Marenda spoke to Blockworks at the iConnections Global Alts conference in Miami this week, dishing out his thoughts on where we are in the cycle, how we got here and where we are going.
The gist: The bottom may well be in. “Crypto is still very much emerging, with very few exceptions,” valuations are returning to something approaching normal, and volatility at the moment should surprise no one.
Picking up the phone and knocking on doors and doing the (due diligence) work is perhaps now more important in the industry than ever, the San Francisco-based Marenda said. Managers may want to err on the side of patience for the foreseeable as those rigorous processes play out.
Here’s how he’s going about it. Marenda declined to comment on specific funds or clients, and expressed his personal opinion throughout.
Blockworks: Cambridge has been around for decades. Crypto has not. You all have due diligence on traditional strategies down, right? What’s different?
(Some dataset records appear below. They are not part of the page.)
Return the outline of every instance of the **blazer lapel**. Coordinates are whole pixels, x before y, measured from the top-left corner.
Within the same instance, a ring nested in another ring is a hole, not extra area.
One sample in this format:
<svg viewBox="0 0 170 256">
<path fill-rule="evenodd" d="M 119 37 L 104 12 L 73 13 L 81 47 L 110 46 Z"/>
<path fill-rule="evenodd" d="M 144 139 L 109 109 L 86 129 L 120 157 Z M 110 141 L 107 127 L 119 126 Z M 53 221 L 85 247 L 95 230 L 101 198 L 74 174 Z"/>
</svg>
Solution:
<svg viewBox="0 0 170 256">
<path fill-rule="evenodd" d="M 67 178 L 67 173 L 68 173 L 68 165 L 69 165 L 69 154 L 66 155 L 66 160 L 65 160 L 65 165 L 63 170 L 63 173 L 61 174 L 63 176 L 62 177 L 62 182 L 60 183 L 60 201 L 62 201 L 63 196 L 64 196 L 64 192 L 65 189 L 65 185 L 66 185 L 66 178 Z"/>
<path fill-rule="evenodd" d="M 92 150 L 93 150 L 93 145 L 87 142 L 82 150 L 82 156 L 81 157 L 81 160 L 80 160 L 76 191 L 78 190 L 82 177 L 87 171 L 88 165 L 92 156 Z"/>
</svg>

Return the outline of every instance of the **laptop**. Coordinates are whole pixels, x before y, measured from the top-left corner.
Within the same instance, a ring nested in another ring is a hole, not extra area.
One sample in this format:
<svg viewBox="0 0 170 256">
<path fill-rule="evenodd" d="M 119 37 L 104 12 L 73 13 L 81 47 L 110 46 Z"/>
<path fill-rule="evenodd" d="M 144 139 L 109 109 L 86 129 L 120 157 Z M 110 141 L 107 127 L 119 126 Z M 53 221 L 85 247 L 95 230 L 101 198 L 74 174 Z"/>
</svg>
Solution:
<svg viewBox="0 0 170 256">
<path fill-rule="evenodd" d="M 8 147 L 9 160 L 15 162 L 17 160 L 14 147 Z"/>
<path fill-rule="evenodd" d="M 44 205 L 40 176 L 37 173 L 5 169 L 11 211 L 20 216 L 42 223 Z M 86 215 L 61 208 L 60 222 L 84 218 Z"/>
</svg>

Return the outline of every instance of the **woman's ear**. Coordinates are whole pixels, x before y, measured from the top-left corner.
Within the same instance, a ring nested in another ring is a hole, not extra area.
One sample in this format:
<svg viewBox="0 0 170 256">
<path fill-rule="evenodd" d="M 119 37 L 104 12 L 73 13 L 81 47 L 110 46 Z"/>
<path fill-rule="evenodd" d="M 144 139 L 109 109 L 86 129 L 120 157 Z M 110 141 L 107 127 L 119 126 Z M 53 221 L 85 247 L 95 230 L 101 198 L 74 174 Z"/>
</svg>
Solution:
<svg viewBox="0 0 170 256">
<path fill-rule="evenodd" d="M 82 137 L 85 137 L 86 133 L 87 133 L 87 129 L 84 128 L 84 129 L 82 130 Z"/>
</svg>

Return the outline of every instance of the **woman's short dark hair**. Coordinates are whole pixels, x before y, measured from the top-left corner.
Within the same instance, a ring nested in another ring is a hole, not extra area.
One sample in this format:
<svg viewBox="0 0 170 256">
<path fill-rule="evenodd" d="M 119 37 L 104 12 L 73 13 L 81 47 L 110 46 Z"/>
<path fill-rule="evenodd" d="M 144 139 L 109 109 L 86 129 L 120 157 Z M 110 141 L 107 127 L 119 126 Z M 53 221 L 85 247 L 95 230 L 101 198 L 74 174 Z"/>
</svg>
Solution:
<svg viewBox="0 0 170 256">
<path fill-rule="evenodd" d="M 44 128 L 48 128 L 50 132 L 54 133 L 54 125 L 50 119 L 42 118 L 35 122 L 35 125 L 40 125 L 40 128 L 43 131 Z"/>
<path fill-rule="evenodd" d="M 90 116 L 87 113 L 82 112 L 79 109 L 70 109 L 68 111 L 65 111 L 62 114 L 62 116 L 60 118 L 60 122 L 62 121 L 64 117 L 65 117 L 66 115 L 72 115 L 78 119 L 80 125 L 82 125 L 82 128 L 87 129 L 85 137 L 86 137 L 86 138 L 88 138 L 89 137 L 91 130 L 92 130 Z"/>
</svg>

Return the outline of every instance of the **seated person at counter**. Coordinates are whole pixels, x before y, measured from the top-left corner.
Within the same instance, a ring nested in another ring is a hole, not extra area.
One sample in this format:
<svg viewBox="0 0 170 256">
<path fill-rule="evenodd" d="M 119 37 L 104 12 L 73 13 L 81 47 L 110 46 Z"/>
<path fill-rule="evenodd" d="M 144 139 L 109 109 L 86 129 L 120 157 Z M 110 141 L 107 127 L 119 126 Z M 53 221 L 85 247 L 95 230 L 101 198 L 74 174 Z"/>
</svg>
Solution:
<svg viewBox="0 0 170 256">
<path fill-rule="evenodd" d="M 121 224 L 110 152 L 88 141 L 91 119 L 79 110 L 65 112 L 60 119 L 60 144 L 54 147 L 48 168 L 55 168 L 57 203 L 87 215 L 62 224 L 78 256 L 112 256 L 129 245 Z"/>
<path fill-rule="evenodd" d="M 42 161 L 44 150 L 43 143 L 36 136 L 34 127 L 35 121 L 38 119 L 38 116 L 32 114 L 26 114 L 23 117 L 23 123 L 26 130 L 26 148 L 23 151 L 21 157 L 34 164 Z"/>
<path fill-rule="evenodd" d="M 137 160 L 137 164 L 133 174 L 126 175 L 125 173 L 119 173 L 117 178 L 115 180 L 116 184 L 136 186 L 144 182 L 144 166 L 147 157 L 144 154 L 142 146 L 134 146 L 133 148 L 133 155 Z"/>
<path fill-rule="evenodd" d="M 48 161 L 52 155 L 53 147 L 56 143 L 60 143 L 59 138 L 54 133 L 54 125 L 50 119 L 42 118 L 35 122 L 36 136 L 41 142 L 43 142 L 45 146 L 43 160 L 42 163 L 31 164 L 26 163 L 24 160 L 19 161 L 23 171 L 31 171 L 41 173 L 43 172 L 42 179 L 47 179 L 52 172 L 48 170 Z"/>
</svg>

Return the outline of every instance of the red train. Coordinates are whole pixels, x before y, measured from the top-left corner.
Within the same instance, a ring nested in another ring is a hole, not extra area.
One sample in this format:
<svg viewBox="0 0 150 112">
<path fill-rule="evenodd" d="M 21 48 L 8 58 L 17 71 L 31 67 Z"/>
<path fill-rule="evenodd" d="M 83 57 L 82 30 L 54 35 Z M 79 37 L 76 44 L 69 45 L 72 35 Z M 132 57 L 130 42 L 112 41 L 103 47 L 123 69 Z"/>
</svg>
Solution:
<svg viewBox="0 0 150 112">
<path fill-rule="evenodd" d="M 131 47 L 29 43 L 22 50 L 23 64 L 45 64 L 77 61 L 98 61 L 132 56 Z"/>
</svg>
Marenda: There’s a lot more reference checks, to start…What the entrepreneurs in the space think of [venture capitalists] is crucial. And it’s their reputation that gets them deal flow — one of the fascinating things about crypto entrepreneurs is they have no filters. So, when you actually interview them, they’re very blunt and honest about how they evaluate what they think of this VC versus that VC.
They’ll just tell you if somebody promised something to get on the cap table, and they didn’t deliver, they will throw them under the bus.
Blockworks: Which you would almost never see in TradFi.
Marenda: Exactly…that has been wonderful. That tells you more about a fund than anything else. And the fact that they will talk about other funds when you’re like, “I’ll call them about Fund X. And then they start talking about Fund Y, Z, ABC.”
It’s incredibly useful, because the reputation of the fund ultimately is what drives the deal flow. That’s very different from traditional finance.
Blockworks: What else is different?
Marenda: The other aspect I think that’s really different is the fact that this is such a [broadly] social-dominated industry. There’s a lot more information out there that you have, that you can call on — and it’s not just crypto Twitter. It’s Reddit…It’s Substack and everything.
Because there, you can build an entire history of their thought processes on investing. And if they tell a different story now [compared to earlier in Cambridge’s due diligence process]…I see there’s a difference between what you say now and what you said before, so that’s a big deal.
The other one is something that I’ve been asking about recently, looking at their true social posts to see what kind of lifestyle they’re living.
Blockworks: The lambo lifestyle? A little less buttoned-up lifestyle?
Marenda: I’ve been thinking about whether they’re actually more interested in investing or in the lifestyle than investing, you know. [Crypto] allows them to do that, and I want people that just love investing, and, if they walk everywhere, that’s probably something that’s pretty exciting.
As long as they’re looking both ways when they cross the street.
This interview was edited for brevity and clarity.